Section 7 of the Endangered Species Act requires federal agencies to consult with the U.S. Fish and Wildlife Service when approving actions that might affect threatened and endangered wildlife species. Cambridge Environmental has supported the proponents of proposed air pollution sources seeking permit approval from the U.S. EPA by developing relevant studies that have helped the federal agencies to reach determinations in their consultations. A variety of different issues have been examined, many requiring innovative evaluations outside of standard guidance documents. Studies have examined potential phytotoxicity of increased air pollutant concentrations, such as potential leaf damage from hydrogen fluoride and reduced levels of photosynthesis due to particle deposition and accumulation on vegetated surfaces.
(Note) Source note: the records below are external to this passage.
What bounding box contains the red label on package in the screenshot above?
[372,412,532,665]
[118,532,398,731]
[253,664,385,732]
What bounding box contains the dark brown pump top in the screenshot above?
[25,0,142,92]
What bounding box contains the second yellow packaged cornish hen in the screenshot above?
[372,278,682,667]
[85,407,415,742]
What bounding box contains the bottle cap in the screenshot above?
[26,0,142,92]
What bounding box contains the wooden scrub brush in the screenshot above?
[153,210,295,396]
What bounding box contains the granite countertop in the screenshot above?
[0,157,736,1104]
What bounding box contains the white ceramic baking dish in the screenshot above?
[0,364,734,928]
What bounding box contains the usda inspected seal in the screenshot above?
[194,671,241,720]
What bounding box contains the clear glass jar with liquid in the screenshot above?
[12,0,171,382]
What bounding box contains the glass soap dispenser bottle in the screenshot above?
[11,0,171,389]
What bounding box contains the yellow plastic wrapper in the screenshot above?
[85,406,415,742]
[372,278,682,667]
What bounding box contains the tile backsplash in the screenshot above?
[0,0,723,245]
Pollutant air-to-ground deposition models have been used to estimate increased levels of metals and other persistent bioaccumulative organic compounds in soil, and to compare these projected concentrations to ecotoxicity-based benchmark concentrations. The question of whether an increase in deposition of nitrogenous compounds could endanger native prairie species emerged from the possibility that invasive species might be encouraged by increased nutrient availability. Deposition algorithms of air dispersion models were extended to estimate deposition rates of ammonia and nitrogen oxides due to facility emissions, and the projected increases in nitrogen deposition, added to background rates, were compared to levels found to encourage invasive species in nutrient limited soils. A different question of whether the acidity of precipitation could be increased to damaging levels from scavenging of sulfur dioxide and other acid gases spurned the development of an acid fog equilibrium model, which found that short-term increases in fog acidity due to source emissions of acid gases would not likely result in pH levels low enough to damage vegetation.